I know it has been awhile since my last post and I apologize for my lack of posting. Life is crazy sometimes! But the good news is that I am back on track and excited to share so many great ideas for health and wellness, as well as many great recipes! To incorporate a new posting schedule, Recipe Thursdays are now becoming Recipe Fridays and today I have a fabulous new recipe for you all.

I recently stumbled upon a new cookbook, Fast, Fresh & Green by Susie Middleton (Chronicle Books, 2010). The tag line of "More than 90 Delicious Recipes for Veggie Lovers" caught my attention because I am definitely a veggie lover and always looking for new, creative ways to cook up some yummy greens. I know that some of you are thinking "well I like some veggies but I wouldn't call myself a veggie lover!" I was that exact same person at one time. I am a prime example that we can retrain ourselves and our taste buds to love foods that are good for us. But that's another post for later!

Back to the cookbook - I was so pleasantly surprised by this cookbook because not only does the author provide lots of wonderful recipes but she also gives great information on all things veggies: shopping, storing, and preparing. I think it is a great book to have on hand in the kitchen.

One of our favorite recipes has been the Summer Vegetable Ragout with Zucchini, Green Beans, and Corn. (although I substituted asparagus for green beans) It is a great side dish with lots of great flavor. My husband really liked it the first time I made it! This is always a bonus because we are always tweaking recipes to make them better after the first attempt. In the cookbook, the author provides an option to change up some of the ingredients to give the dish more of a Thai flavor. This is how we prepared ours.

As always, I will list out the ingredients from the original recipe and then provide below any substitutions that I made. Usually I provide a link to the full recipe but this recipe is not online and therefore I will include the cooking instructions, as stated in the book, below. The recipe is for 4 servings. Enjoy!

Ingredients

1 tsp Fresh Lime Juice
1/2 tsp finely Grated Lime Zest
1/4 tsp Worcestershire Sauce
1/4 Cup low-sodium Chicken Broth
2 tbsp Coconut Milk
1 tbsp Canola Oil
1 Cup Fresh Corn Kernels
3/4 Cup Sliced Baby Zucchini
3/4 Cup Sliced Green Beans
1 Cup Medium-Diced Yellow Onion
1/2 tsp Kosher Salt
1/2 tsp Finely Chopped Fresh Garlic
1 tbsp Chopped Fresh Herbs (Cilantro/Mint)
Freshly Ground Black Pepper

Amy's Changes

* I used Vegetable Broth instead of Chicken Broth to keep it vegan
* I used asparagus instead of green beans because that's what I had on hand
* I used grape seed oil instead of canola oil - just my preference
* I only used cilantro but will definitely add the mint next time

Cooking Instructions (from the cookbook)

1) Combine the lime juice, lime zest, and Worcestershire sauce in a small bowl. In a liquid measure, combine the broth and coconut milk.
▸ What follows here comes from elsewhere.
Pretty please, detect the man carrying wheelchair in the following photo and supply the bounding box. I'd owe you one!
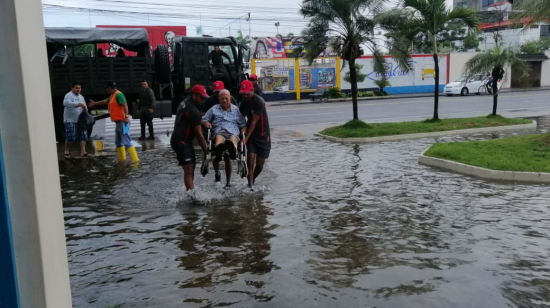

Set these aside.
2) In a 10 in saute pan with a lid, heat the oil over med-high heat. Add the corn, zucchini, green beans, onion and salt. Cook, stirring frequently, until the bottom of the pan is browned (this is from the starch in the corn) and some of the vegetables are just beginning to brown, 4-6 mins. Add the garlic and cook, stirring, just until well combined. Turn the heat to low, add the broth-milk mixture, stir well to scrape up the browned bits from the bottom of the pan and cover. Simmer, stirring once, until the liquids have reduced to 1-2 Tbsp, 3-4 mins.
3) Remove the pan from the heat, uncover, and stir in the lime juice mixture and most of the fresh herbs. Season with pepper and stir again. Transfer to a serving dish or individual bowls and garnish with the remaining herbs.